Tuesday, June 28, 2016

Our Sexual Stewardship

In my generation (or maybe it was just my family) we didn't say certain words. . . pregnant, period, sex. It was improper at best and distasteful or vulgar at worst. No wonder there was emotional confusion when it came to a healthy sexual relationship in marriage. Looking back, I think my parents were worried that talking about sex would lead to curiosity which would then lead to immorality. I was not the only one trained up to believe that sex was taboo or even bad. When Sean Brotherson was teaching a marriage preparation course at BYU, many students described their feelings about sex as filthy, wrong, and ungodly.

If those with good intentions can cause confusion, you can imagine what happens when Satan gets involved. He does his best to exploit sexual intimacy with "distorted images of sensuality and misplaced or twisted values and expressions of sexuality" (Brotherson, pg. 2). He uses pornography and media to sensationalize and diminish one of the greatest blessings God has given to men and women--the sexual intimacy between a husband and wife. Church leaders teach and warn us to avoid temptations of the world in regard to sexual relations. Along with that, they also teach us of the sanctity, power and emotional depth of proper sexual intimacy in marriage.

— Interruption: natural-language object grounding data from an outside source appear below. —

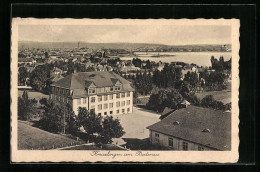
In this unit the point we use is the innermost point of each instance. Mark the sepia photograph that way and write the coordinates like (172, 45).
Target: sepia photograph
(124, 90)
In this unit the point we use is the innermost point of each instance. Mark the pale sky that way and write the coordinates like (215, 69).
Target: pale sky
(166, 34)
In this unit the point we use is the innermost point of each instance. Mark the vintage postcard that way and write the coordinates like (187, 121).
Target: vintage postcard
(124, 90)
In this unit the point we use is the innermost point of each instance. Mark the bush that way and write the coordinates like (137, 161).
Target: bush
(26, 107)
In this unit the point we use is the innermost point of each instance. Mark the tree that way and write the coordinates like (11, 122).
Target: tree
(89, 121)
(111, 128)
(168, 77)
(40, 78)
(46, 54)
(26, 107)
(22, 75)
(58, 118)
(193, 79)
(209, 102)
(169, 97)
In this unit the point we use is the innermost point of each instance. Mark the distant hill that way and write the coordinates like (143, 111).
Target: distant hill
(30, 44)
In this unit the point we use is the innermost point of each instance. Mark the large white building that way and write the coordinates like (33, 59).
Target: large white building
(193, 128)
(104, 93)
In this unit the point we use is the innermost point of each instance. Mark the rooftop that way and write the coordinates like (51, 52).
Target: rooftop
(193, 121)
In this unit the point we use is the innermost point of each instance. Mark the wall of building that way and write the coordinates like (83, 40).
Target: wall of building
(102, 111)
(177, 143)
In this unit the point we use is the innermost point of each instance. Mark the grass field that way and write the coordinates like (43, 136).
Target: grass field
(34, 138)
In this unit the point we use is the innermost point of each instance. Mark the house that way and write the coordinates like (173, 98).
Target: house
(167, 111)
(104, 93)
(26, 61)
(193, 128)
(186, 70)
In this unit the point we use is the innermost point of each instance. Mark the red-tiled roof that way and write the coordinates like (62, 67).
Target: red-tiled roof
(193, 120)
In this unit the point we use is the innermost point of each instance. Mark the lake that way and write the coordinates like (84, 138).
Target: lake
(199, 58)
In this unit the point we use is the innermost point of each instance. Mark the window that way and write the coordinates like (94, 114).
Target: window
(110, 105)
(111, 97)
(185, 146)
(84, 100)
(170, 142)
(98, 90)
(117, 88)
(200, 148)
(157, 137)
(92, 99)
(78, 101)
(91, 90)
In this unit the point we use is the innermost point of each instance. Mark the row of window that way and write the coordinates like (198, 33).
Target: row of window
(60, 99)
(111, 105)
(117, 111)
(102, 90)
(170, 143)
(57, 90)
(105, 98)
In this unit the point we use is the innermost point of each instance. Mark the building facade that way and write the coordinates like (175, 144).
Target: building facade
(104, 93)
(175, 143)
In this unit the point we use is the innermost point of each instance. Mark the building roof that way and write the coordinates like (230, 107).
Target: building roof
(25, 59)
(192, 121)
(79, 81)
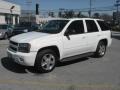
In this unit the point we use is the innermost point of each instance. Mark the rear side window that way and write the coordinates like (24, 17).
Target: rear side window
(76, 27)
(104, 26)
(91, 26)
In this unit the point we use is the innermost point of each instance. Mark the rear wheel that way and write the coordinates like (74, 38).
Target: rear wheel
(46, 60)
(101, 49)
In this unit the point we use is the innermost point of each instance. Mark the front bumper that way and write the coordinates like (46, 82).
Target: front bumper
(26, 59)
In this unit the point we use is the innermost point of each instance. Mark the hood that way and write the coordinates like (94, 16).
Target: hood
(27, 37)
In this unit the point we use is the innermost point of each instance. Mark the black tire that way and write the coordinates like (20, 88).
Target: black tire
(6, 36)
(40, 58)
(101, 49)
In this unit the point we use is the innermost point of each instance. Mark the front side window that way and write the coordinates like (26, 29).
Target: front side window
(76, 27)
(54, 26)
(91, 26)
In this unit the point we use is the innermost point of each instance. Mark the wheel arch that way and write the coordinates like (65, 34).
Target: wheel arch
(53, 47)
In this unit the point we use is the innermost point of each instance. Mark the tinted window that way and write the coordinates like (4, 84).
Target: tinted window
(91, 26)
(104, 26)
(54, 26)
(76, 27)
(3, 26)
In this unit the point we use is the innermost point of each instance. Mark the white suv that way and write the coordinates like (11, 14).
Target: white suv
(60, 40)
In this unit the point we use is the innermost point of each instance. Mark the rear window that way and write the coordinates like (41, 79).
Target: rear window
(104, 26)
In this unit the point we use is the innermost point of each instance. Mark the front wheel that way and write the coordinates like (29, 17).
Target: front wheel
(101, 49)
(46, 60)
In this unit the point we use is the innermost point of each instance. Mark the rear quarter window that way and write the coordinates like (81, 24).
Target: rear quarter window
(103, 25)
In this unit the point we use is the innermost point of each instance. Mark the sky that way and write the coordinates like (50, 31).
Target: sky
(67, 4)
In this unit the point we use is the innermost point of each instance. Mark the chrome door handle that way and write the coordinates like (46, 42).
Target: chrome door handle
(83, 37)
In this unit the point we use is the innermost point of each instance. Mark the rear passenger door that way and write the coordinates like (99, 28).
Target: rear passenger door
(75, 43)
(92, 35)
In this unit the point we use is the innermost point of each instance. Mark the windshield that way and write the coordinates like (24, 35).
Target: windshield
(54, 26)
(3, 26)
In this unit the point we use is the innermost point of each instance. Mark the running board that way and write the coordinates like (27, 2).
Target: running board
(76, 57)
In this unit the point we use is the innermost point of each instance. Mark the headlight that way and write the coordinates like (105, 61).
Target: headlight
(24, 47)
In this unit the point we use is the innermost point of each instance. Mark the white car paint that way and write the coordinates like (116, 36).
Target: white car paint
(78, 44)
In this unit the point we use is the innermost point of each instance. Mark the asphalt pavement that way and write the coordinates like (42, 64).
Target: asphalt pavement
(82, 74)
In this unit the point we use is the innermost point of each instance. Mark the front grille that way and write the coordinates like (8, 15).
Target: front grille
(13, 46)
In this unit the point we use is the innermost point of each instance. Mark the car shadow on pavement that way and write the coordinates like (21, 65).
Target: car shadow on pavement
(116, 37)
(10, 65)
(66, 63)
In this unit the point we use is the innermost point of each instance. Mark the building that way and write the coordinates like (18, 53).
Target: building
(9, 13)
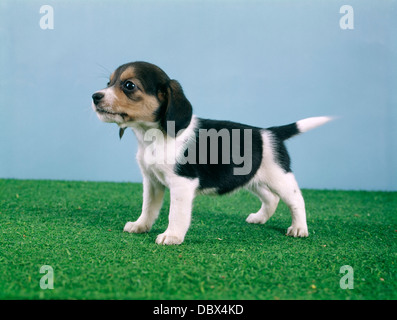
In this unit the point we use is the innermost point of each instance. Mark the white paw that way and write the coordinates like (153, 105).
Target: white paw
(136, 227)
(256, 218)
(166, 238)
(298, 231)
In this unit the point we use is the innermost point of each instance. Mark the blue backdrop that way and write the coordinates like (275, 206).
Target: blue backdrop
(263, 63)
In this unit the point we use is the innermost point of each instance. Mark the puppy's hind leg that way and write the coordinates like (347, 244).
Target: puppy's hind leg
(269, 205)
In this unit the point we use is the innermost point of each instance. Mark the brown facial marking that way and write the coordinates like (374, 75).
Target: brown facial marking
(136, 105)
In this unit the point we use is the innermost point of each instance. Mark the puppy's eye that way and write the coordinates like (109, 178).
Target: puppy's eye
(128, 85)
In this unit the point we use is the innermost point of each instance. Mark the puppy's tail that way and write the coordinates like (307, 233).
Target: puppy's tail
(293, 129)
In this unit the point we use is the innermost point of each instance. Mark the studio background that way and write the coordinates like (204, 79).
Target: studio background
(263, 63)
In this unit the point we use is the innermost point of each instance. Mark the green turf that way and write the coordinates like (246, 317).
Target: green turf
(76, 228)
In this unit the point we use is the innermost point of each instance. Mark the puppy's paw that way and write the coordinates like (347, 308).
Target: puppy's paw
(298, 231)
(136, 227)
(167, 238)
(256, 218)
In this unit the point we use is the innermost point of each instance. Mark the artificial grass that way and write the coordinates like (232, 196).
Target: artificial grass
(76, 228)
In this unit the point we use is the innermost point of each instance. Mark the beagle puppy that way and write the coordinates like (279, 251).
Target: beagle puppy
(190, 155)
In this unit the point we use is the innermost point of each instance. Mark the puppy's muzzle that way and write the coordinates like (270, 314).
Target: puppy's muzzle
(97, 97)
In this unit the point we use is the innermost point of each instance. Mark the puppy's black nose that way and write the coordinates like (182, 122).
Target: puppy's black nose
(97, 96)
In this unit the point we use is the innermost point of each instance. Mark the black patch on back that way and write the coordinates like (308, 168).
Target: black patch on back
(221, 176)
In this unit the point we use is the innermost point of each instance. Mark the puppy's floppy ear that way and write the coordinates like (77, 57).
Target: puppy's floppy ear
(175, 107)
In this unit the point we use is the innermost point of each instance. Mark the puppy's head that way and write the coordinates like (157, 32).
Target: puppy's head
(142, 92)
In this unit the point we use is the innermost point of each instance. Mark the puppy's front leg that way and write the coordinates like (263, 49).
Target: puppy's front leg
(153, 194)
(182, 194)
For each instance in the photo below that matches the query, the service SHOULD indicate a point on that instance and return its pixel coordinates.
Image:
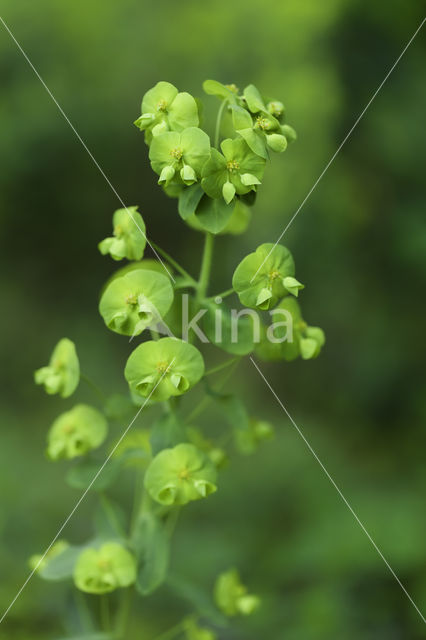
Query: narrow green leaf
(189, 200)
(61, 567)
(109, 520)
(214, 214)
(231, 334)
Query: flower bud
(62, 374)
(163, 368)
(76, 432)
(105, 569)
(292, 285)
(179, 475)
(276, 142)
(231, 595)
(129, 238)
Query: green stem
(93, 386)
(221, 366)
(83, 611)
(218, 123)
(172, 633)
(172, 262)
(123, 614)
(206, 264)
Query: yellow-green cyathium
(76, 432)
(62, 374)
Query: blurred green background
(359, 244)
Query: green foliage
(76, 432)
(173, 461)
(232, 596)
(129, 236)
(179, 475)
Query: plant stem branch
(206, 264)
(105, 615)
(221, 366)
(93, 386)
(173, 263)
(222, 295)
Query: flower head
(129, 237)
(105, 569)
(264, 277)
(76, 432)
(238, 170)
(292, 339)
(232, 596)
(179, 157)
(62, 374)
(179, 475)
(163, 368)
(135, 300)
(164, 108)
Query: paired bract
(105, 569)
(179, 157)
(237, 170)
(62, 374)
(180, 475)
(76, 432)
(163, 368)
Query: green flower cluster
(105, 569)
(232, 595)
(210, 180)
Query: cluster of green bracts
(176, 463)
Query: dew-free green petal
(62, 374)
(105, 569)
(164, 368)
(76, 432)
(180, 475)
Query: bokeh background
(359, 244)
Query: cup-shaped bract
(179, 157)
(232, 596)
(105, 569)
(163, 368)
(131, 303)
(266, 276)
(237, 170)
(179, 475)
(194, 632)
(62, 374)
(290, 336)
(129, 236)
(39, 561)
(76, 432)
(164, 108)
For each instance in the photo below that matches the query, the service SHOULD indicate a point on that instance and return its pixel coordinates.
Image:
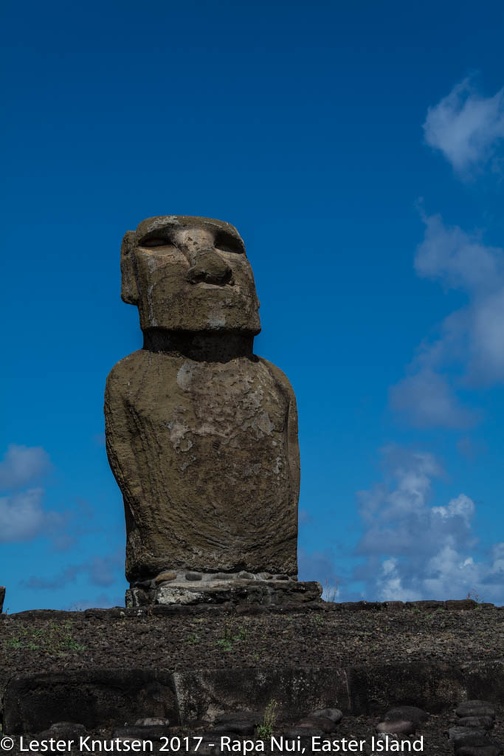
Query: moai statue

Dr. Brent Barlow has taught that our sexual relationship is a spiritual stewardship and likened it to the parable of the talents. There are 3 elements that characterize a successful stewardship:  Agency, Diligence, and Accountability.



We are expected to improve or enhance what we have been given. As we apply this to our sexual relationship with our spouse, we can ask ourselves the following questions:

1) Have I willingly improved its quality as a marital steward?
2) Have I avoided or ignored this aspect of my marital stewardship?
3) Have I been kind?
4) Have I sought greater light and knowledge?
5) Have I exercised patience and encouragement?
6) Have I pursued answers in faith?

I loved what Sean Brotherson's mom said about intimacy in marriage. She said, "Sometimes it was fun, sometimes it was comforting, sometimes it was romantic, sometimes it was spiritual, and sometimes it was just a willingness to love."

In my marriage, we have found that life continues to change. We have a houseful of grown children now which actually makes it harder for us to have alone time. I remember it sometimes being hard with little children who may walk in your room, but it's worse when they are older. Sometimes I feel like we are lacking in this area, but knowing that there are many different aspects of sexual relations helps me know that it's okay if every single time is not romantic, or fun. Sometimes it is just helping our spouse feel loved.

We can help our sexual relationship and fulfill our sexual stewardship best if there is a positive emotional climate in our marriage. The higher the ratio of positive to negative expressions, the more warm our emotional atmosphere is. Sexual fulfillment flourishes in an atmosphere of warmth and positive expressions toward each other. For women, we need a warm atmosphere in our marriage. Brotherson said, "A women's willingness to be intentional about sexual intimacy is directly linked with whether she is currently feeling or experiencing any ill will in the relationship" (pg. 7). 



I appreciated the statement made by Brent Barlow when he said, "If the activities of the day really are so tiring that a woman has little time and energy left to develop her relationship with her husband, she or the couple together might examine her life carefully, to decide which things can be given up for the good of the most important relationship she will ever be involved in" (They Twain Shall Be One, pg. 4).  It is important to keep our priorities in order, but it means a lot when the husband pitches in and helps around the house. One way a husband can improve the warmth of the marriage climate is by doing "daddywork" or "choreplay". Nothing is more irresistible to a wife than watching her husband play with their children, help them with homework, or clean up the kitchen!


The little things we contribute to our marriage relationship helps our sexuality become more meaningful and helps each spouse feel deepened love for each other. Our marriages will be blessed as we work to fulfill our sexual stewardship.